Advanced German Supply Depot

Later, the big battles of the war would depend on transporting huge stocks of shells and reinforcements for both attackers and defenders. France's defense of Verdun, for example,  was sustained during the great 1916 assault by a light-rail line paralleling the Voie Sacrée. And when the great rollback of the Western Front occurred in 1918, the Allies staged their battles either to protect their own lines such as at Amiens and  near St. Mihiel or to attack the German network as in the Meuse-Argonne Offensive, which successfully closed the strategic Metz-Sedan-Mézières line. For all that is written about the tactical excellence of the German Army, it is not an exaggeration to say that the Allied leaders consistently showed a higher appreciation of the importance of railroads for their armies throughout the war.   With our Centennial point of view, this year we will be featuring material on the American participation this year. One of the greatest contributions of the still-arriving American Expeditionary Force would be a massive expansion of Allied rail capability. They would bring over 1,000 locomotives and 20,000 cars, add 1,200 km of lines and provide tens of thousands of engineers  and laborers to operate and maintain the rail network. 
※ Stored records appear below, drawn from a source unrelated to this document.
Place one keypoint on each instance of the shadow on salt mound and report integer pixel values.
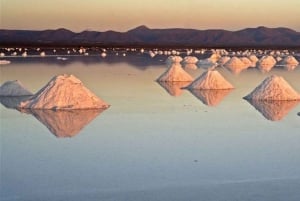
(175, 73)
(210, 79)
(64, 123)
(13, 102)
(211, 97)
(273, 110)
(273, 88)
(174, 88)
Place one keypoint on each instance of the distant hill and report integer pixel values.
(143, 36)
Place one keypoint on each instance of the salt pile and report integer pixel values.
(65, 123)
(273, 110)
(235, 65)
(253, 59)
(13, 88)
(175, 73)
(289, 60)
(4, 62)
(247, 62)
(211, 97)
(273, 88)
(190, 60)
(266, 63)
(174, 88)
(64, 92)
(211, 79)
(173, 59)
(223, 60)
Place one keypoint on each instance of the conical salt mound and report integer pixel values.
(14, 88)
(173, 88)
(211, 79)
(273, 110)
(273, 88)
(175, 73)
(211, 97)
(64, 92)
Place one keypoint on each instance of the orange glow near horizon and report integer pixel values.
(122, 15)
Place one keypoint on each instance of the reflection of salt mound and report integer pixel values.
(4, 62)
(174, 88)
(289, 60)
(246, 61)
(173, 59)
(211, 97)
(13, 88)
(65, 123)
(223, 60)
(253, 59)
(266, 63)
(175, 73)
(12, 101)
(273, 88)
(190, 66)
(273, 110)
(64, 92)
(190, 60)
(210, 79)
(235, 65)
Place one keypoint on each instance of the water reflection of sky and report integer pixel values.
(149, 141)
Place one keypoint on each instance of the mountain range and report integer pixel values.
(144, 36)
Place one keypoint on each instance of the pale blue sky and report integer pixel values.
(121, 15)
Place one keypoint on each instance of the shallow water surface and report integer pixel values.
(155, 142)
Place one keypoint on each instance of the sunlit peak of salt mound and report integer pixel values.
(266, 63)
(248, 63)
(235, 65)
(210, 79)
(64, 92)
(235, 62)
(253, 58)
(14, 88)
(289, 60)
(273, 88)
(211, 97)
(175, 73)
(223, 60)
(190, 60)
(174, 59)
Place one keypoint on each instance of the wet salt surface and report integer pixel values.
(155, 142)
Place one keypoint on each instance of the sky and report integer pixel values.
(123, 15)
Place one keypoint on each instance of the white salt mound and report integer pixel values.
(14, 88)
(223, 60)
(266, 63)
(190, 60)
(235, 62)
(4, 62)
(246, 61)
(289, 60)
(273, 88)
(210, 79)
(64, 92)
(175, 73)
(253, 58)
(173, 59)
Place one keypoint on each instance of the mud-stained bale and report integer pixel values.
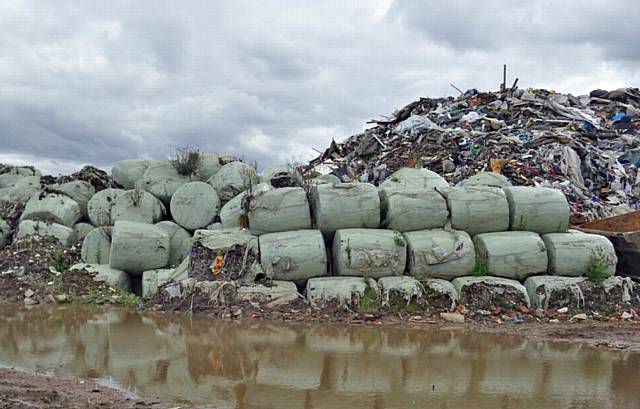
(415, 178)
(339, 291)
(486, 179)
(195, 205)
(127, 172)
(515, 254)
(439, 254)
(478, 209)
(537, 209)
(180, 241)
(63, 233)
(78, 190)
(278, 210)
(137, 247)
(370, 252)
(53, 207)
(576, 254)
(137, 206)
(96, 246)
(294, 255)
(233, 179)
(106, 274)
(344, 206)
(162, 179)
(100, 205)
(486, 293)
(409, 209)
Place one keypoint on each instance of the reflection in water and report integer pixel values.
(268, 365)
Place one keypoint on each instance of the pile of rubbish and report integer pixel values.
(587, 146)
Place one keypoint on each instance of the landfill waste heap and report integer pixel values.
(587, 146)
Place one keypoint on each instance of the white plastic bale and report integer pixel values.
(96, 246)
(294, 255)
(478, 209)
(127, 172)
(233, 179)
(136, 247)
(516, 254)
(180, 241)
(195, 205)
(345, 205)
(100, 205)
(538, 209)
(369, 252)
(575, 254)
(278, 210)
(439, 254)
(53, 207)
(409, 209)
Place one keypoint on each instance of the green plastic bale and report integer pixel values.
(344, 206)
(478, 209)
(369, 252)
(577, 254)
(195, 205)
(415, 178)
(127, 172)
(63, 233)
(162, 179)
(233, 179)
(100, 205)
(96, 246)
(137, 247)
(516, 255)
(409, 209)
(278, 210)
(440, 254)
(538, 209)
(180, 241)
(53, 207)
(294, 255)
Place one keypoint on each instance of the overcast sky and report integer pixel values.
(99, 81)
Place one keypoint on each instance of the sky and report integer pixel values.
(94, 82)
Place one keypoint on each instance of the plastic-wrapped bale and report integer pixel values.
(137, 247)
(293, 255)
(53, 207)
(61, 232)
(278, 210)
(233, 215)
(180, 240)
(106, 274)
(415, 178)
(486, 179)
(233, 179)
(344, 206)
(516, 254)
(340, 291)
(486, 293)
(370, 252)
(478, 209)
(100, 205)
(137, 206)
(162, 179)
(575, 254)
(127, 172)
(440, 254)
(78, 190)
(538, 209)
(96, 246)
(408, 209)
(195, 205)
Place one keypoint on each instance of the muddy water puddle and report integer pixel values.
(269, 365)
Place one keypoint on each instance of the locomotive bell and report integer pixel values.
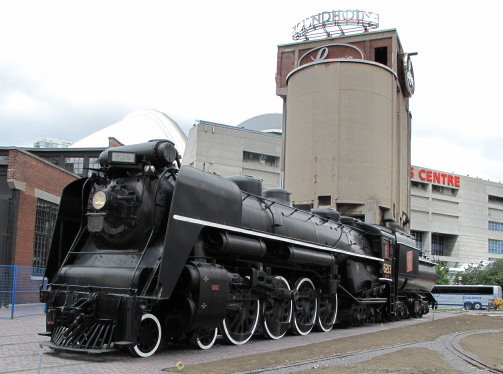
(158, 153)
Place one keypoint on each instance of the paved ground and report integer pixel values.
(20, 351)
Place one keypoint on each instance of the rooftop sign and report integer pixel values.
(335, 23)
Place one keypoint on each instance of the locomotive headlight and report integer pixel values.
(99, 200)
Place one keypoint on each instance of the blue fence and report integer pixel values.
(19, 291)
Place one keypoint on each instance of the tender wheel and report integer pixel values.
(277, 314)
(149, 336)
(306, 307)
(240, 322)
(327, 313)
(204, 338)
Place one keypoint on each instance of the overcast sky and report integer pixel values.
(69, 68)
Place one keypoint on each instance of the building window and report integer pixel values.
(94, 163)
(324, 200)
(496, 246)
(418, 237)
(495, 226)
(497, 200)
(419, 185)
(75, 165)
(437, 245)
(261, 158)
(444, 190)
(45, 220)
(381, 55)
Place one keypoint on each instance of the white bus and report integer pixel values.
(468, 297)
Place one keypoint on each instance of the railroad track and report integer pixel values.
(451, 343)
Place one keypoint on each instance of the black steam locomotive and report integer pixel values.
(145, 250)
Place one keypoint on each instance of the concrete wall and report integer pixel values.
(220, 149)
(459, 213)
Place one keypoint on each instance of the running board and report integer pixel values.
(370, 300)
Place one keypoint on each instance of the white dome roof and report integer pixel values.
(137, 127)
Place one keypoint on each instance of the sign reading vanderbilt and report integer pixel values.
(335, 22)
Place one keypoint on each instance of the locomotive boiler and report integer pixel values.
(147, 251)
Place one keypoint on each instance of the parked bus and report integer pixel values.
(468, 297)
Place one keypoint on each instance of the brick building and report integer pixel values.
(30, 190)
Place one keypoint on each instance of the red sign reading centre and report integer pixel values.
(435, 177)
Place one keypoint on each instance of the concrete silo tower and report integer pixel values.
(346, 118)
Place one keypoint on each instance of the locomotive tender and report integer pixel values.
(146, 250)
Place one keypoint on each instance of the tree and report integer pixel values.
(491, 273)
(442, 273)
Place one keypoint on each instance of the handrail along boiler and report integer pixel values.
(146, 250)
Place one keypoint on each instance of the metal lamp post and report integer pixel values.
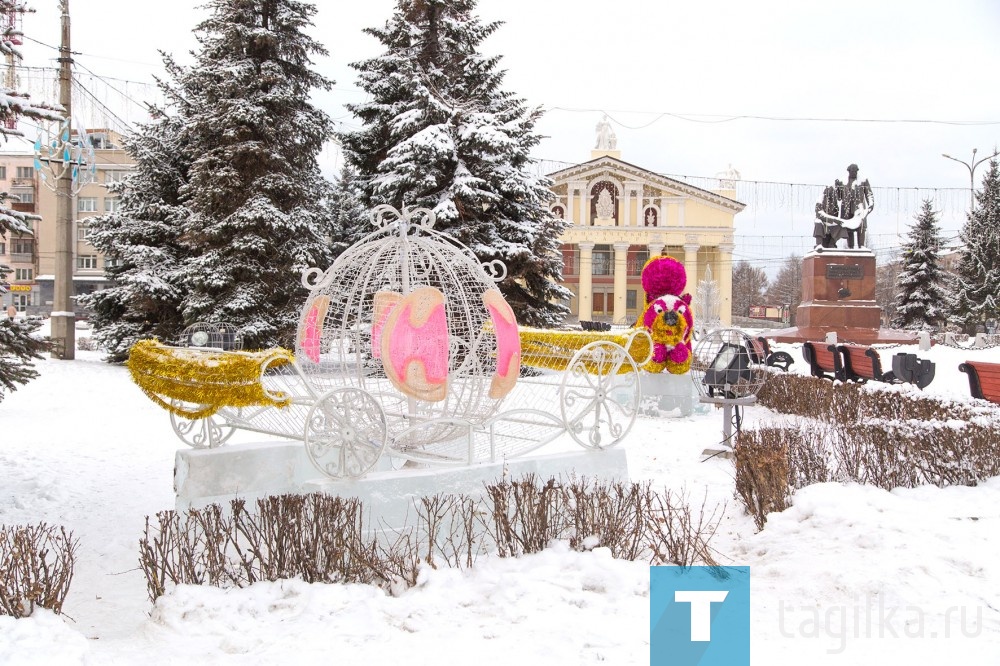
(971, 166)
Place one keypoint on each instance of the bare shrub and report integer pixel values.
(321, 538)
(850, 402)
(809, 457)
(678, 536)
(36, 568)
(525, 516)
(761, 458)
(609, 515)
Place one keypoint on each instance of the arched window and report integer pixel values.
(604, 201)
(651, 217)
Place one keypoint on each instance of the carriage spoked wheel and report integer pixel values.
(345, 433)
(204, 433)
(600, 394)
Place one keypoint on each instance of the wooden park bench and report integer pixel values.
(760, 352)
(984, 380)
(824, 359)
(862, 364)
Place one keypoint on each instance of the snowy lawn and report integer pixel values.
(848, 574)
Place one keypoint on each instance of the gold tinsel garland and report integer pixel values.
(209, 379)
(553, 350)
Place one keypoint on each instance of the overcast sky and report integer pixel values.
(675, 78)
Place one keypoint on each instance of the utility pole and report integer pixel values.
(63, 319)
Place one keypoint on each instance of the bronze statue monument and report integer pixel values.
(843, 212)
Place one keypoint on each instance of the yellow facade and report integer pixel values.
(620, 215)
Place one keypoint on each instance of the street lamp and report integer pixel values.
(971, 166)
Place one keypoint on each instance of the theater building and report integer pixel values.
(622, 214)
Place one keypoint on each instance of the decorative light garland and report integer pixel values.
(208, 378)
(553, 350)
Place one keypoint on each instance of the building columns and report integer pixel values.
(621, 282)
(585, 298)
(726, 248)
(691, 247)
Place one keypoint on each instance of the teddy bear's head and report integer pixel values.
(663, 275)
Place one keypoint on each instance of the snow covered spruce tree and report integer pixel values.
(439, 132)
(18, 346)
(976, 295)
(921, 299)
(349, 218)
(254, 188)
(143, 239)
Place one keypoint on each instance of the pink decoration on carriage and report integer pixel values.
(385, 301)
(508, 344)
(312, 328)
(414, 345)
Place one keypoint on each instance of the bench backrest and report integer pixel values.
(823, 358)
(758, 350)
(861, 362)
(984, 379)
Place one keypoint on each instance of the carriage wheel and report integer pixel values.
(206, 433)
(600, 395)
(345, 433)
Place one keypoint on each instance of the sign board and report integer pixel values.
(844, 272)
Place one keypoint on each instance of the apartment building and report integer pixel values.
(33, 258)
(19, 251)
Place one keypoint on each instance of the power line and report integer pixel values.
(715, 118)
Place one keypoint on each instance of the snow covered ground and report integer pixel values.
(847, 575)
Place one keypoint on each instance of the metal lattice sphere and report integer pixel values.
(725, 365)
(409, 317)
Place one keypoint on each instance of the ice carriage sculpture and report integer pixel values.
(405, 348)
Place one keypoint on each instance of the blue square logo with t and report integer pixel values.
(699, 616)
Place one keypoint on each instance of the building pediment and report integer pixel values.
(616, 169)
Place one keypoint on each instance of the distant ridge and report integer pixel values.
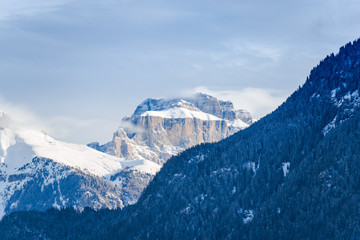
(295, 174)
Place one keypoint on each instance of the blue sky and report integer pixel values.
(76, 67)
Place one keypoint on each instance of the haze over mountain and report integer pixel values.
(295, 174)
(161, 128)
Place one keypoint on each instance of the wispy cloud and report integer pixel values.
(257, 101)
(79, 130)
(10, 9)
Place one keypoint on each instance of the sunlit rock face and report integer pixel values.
(161, 128)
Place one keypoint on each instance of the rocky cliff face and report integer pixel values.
(161, 128)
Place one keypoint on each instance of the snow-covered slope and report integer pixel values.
(161, 128)
(58, 174)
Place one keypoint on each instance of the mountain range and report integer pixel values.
(294, 174)
(38, 172)
(161, 128)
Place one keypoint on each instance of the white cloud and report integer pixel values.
(21, 116)
(257, 101)
(10, 9)
(65, 128)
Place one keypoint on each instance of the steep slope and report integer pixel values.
(161, 128)
(37, 173)
(294, 174)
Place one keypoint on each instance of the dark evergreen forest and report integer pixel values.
(295, 174)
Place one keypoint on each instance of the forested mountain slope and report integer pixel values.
(295, 174)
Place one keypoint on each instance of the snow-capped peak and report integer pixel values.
(18, 146)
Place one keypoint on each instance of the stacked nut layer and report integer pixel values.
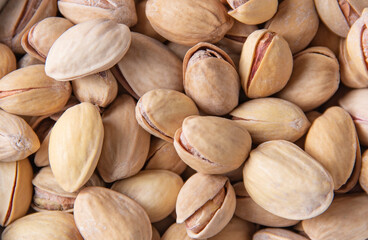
(184, 119)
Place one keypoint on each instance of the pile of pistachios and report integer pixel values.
(183, 119)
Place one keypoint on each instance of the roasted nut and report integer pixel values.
(265, 64)
(207, 213)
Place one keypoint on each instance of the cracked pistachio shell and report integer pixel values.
(17, 138)
(346, 218)
(43, 225)
(8, 62)
(125, 145)
(205, 217)
(75, 146)
(18, 16)
(314, 80)
(162, 155)
(212, 145)
(189, 22)
(120, 11)
(15, 190)
(210, 79)
(162, 111)
(250, 211)
(101, 213)
(340, 15)
(155, 190)
(252, 11)
(286, 181)
(149, 65)
(99, 89)
(265, 64)
(271, 119)
(296, 21)
(93, 46)
(332, 141)
(29, 91)
(38, 40)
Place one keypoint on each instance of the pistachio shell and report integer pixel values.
(286, 181)
(271, 119)
(29, 91)
(43, 225)
(102, 44)
(162, 111)
(212, 145)
(126, 145)
(75, 146)
(17, 139)
(15, 190)
(95, 219)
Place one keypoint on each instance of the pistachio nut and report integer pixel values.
(155, 190)
(8, 62)
(125, 145)
(286, 181)
(162, 111)
(43, 225)
(17, 139)
(162, 155)
(252, 11)
(75, 146)
(296, 21)
(332, 141)
(206, 203)
(101, 213)
(210, 79)
(93, 46)
(120, 11)
(271, 119)
(314, 80)
(142, 68)
(212, 145)
(15, 190)
(340, 15)
(18, 16)
(346, 218)
(265, 64)
(99, 89)
(250, 211)
(38, 40)
(29, 91)
(189, 22)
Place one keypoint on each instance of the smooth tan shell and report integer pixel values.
(286, 181)
(43, 225)
(272, 119)
(102, 213)
(225, 143)
(75, 146)
(189, 22)
(346, 218)
(273, 72)
(166, 109)
(314, 80)
(93, 46)
(126, 144)
(155, 190)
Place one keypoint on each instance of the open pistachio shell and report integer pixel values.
(265, 64)
(101, 213)
(15, 190)
(212, 145)
(162, 111)
(102, 44)
(286, 181)
(206, 214)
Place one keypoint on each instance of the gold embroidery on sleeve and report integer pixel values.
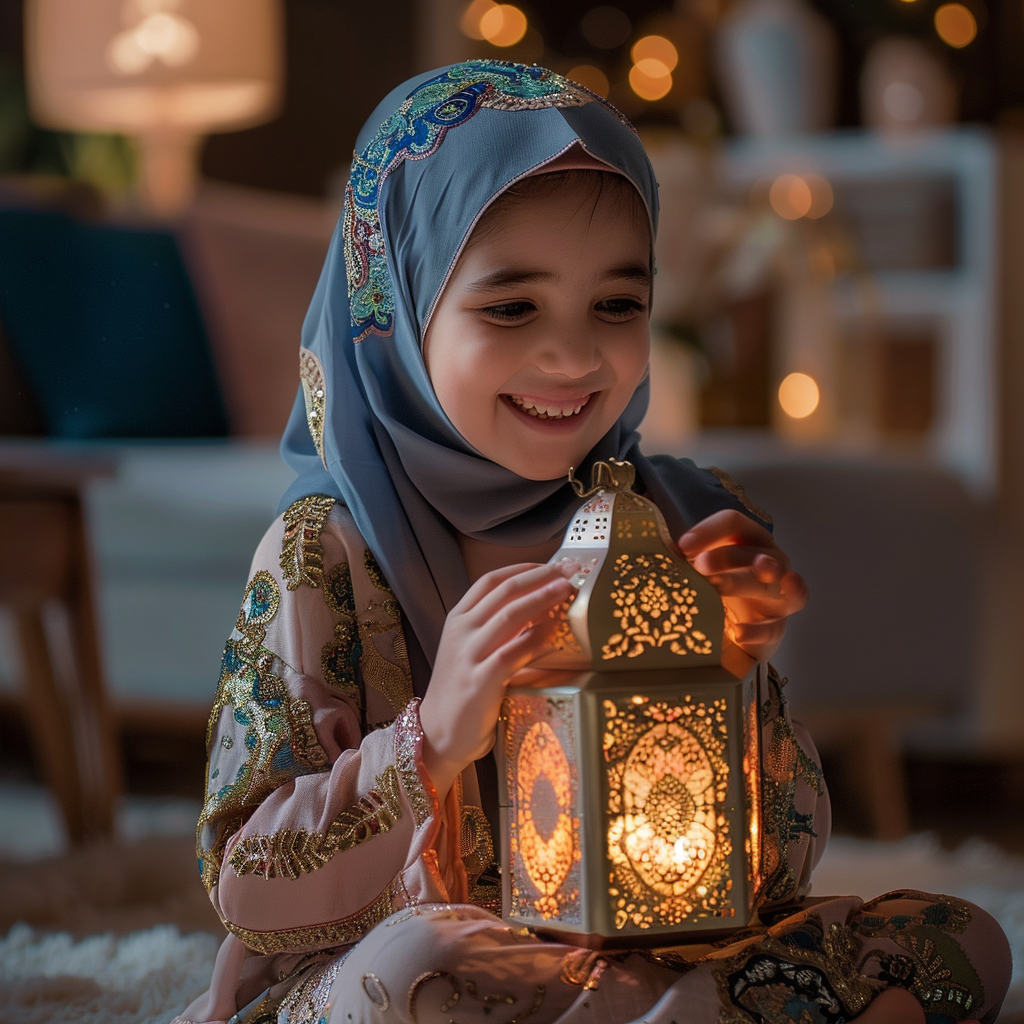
(313, 396)
(392, 678)
(291, 852)
(407, 736)
(301, 554)
(334, 933)
(475, 845)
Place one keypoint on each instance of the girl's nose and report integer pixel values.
(573, 352)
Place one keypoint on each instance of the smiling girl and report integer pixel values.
(481, 328)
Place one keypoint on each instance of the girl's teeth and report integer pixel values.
(546, 412)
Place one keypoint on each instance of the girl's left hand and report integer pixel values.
(752, 572)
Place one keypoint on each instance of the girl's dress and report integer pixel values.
(348, 892)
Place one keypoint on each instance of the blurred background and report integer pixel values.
(839, 324)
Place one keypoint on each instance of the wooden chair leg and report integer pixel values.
(49, 721)
(95, 729)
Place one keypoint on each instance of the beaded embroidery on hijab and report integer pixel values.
(367, 427)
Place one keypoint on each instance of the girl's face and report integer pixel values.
(541, 335)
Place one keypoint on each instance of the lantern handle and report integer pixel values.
(610, 475)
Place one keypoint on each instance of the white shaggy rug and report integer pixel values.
(146, 976)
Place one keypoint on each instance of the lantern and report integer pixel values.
(629, 759)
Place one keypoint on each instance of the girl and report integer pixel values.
(480, 327)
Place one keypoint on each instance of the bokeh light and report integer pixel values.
(796, 196)
(655, 48)
(591, 77)
(503, 25)
(650, 79)
(955, 25)
(605, 27)
(799, 395)
(469, 24)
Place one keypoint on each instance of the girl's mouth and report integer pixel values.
(547, 409)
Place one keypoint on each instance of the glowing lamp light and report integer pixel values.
(799, 395)
(629, 759)
(797, 196)
(650, 79)
(592, 78)
(503, 25)
(165, 72)
(955, 25)
(655, 48)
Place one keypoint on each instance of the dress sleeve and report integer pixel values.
(320, 818)
(796, 815)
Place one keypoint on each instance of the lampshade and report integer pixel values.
(629, 763)
(165, 72)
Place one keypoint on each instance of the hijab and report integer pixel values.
(367, 427)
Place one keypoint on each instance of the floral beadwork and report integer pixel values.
(784, 765)
(313, 396)
(291, 852)
(301, 554)
(280, 742)
(414, 131)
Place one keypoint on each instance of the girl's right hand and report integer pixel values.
(488, 636)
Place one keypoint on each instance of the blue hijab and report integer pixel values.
(367, 427)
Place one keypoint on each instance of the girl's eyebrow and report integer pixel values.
(510, 276)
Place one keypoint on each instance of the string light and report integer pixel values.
(799, 395)
(955, 25)
(503, 25)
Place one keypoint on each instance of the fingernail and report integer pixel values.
(574, 570)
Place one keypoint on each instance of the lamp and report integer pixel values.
(165, 72)
(629, 761)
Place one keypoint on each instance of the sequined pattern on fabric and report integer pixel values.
(334, 933)
(301, 554)
(784, 765)
(390, 676)
(340, 655)
(737, 492)
(279, 741)
(313, 396)
(799, 972)
(291, 852)
(408, 741)
(934, 967)
(414, 131)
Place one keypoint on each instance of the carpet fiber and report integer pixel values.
(139, 972)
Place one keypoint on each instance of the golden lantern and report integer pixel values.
(629, 759)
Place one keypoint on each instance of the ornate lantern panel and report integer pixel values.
(631, 771)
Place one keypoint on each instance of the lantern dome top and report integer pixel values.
(639, 604)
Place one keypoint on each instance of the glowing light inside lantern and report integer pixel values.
(503, 25)
(799, 395)
(955, 25)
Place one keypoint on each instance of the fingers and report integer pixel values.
(727, 526)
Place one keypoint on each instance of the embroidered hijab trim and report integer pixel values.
(415, 131)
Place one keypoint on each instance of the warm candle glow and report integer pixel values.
(657, 48)
(592, 78)
(799, 395)
(650, 79)
(469, 24)
(503, 25)
(955, 25)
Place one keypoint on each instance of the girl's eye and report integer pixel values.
(510, 310)
(621, 308)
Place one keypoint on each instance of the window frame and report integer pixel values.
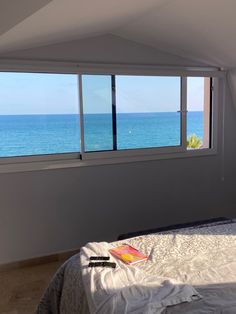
(90, 158)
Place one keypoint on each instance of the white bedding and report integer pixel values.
(127, 289)
(204, 257)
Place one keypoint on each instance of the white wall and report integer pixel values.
(48, 211)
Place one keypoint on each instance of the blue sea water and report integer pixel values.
(23, 135)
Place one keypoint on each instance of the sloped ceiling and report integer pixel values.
(202, 30)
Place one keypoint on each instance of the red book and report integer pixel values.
(128, 254)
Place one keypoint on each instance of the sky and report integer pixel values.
(26, 93)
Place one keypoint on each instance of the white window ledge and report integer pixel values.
(75, 163)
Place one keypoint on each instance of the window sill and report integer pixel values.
(75, 163)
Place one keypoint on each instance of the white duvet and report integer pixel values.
(129, 289)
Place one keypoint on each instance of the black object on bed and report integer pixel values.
(171, 227)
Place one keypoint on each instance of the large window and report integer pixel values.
(38, 114)
(103, 115)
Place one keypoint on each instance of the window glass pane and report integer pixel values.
(97, 107)
(198, 116)
(147, 111)
(38, 114)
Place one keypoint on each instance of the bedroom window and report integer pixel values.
(127, 113)
(199, 112)
(39, 114)
(87, 116)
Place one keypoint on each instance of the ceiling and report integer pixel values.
(201, 30)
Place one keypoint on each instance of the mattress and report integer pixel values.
(203, 256)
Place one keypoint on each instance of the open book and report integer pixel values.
(128, 254)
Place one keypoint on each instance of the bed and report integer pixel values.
(202, 255)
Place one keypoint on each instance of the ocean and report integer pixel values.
(24, 135)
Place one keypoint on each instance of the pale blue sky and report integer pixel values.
(25, 93)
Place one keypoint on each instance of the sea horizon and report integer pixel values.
(36, 134)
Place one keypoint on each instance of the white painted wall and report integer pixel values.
(43, 212)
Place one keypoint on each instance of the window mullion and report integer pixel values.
(114, 126)
(81, 111)
(183, 112)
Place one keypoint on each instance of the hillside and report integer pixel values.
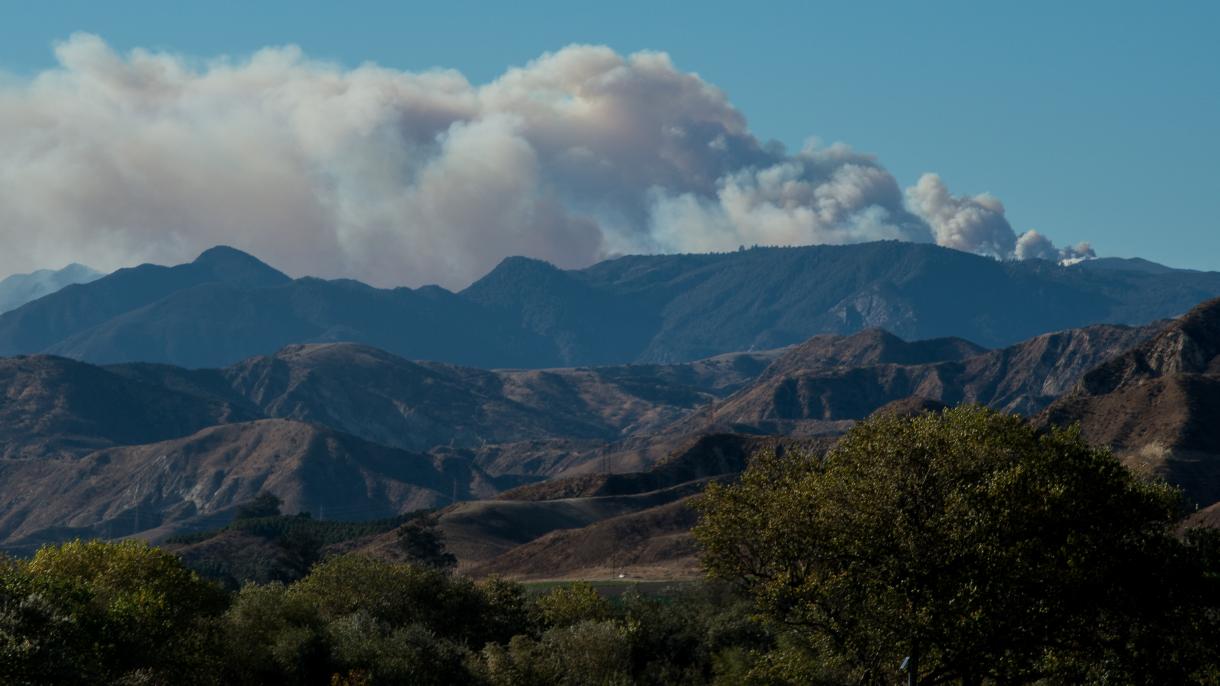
(807, 391)
(197, 481)
(21, 288)
(655, 309)
(1157, 404)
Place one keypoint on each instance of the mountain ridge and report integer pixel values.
(645, 309)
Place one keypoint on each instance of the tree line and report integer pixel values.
(955, 547)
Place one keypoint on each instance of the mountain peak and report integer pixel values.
(234, 266)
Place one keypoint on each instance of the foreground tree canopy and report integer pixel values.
(961, 543)
(972, 549)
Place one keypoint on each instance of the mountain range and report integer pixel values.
(655, 309)
(21, 288)
(131, 407)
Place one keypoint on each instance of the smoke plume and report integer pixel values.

American Labor Battalion Repairing a Spur

My view is that railroad's story is the most neglected important aspect of the Great War.


  1. An enjoyable mystery novel based on the 'North Eastern Railway Battalion' is Andrew Martin's The Somme Stations, reviewed here in January, 2014.

  2. AEF Infantry (32nd Division is in my history) were put at "hard labor" building new railroads and warehouses soon after they arrived in France in March 1918. I'm sure this contributed greatly to the ultimate success of AEF forces in France.

  3. This account about railroads in WW I, is often a hidden story of WW I, amidst all the stories of battles. It is the huge story of logistics in war (beans, bullets, fuel), the SOS troops, and the trains that transported troops and material from seaports to the front to fight the war in France.

    One aspect of the railroad story in France was the story of the U.S. Post Office's Railway Mail Service and the Railway Post Office lines and RPO crews that brought the mail to the dough-boys by rail in WW I France.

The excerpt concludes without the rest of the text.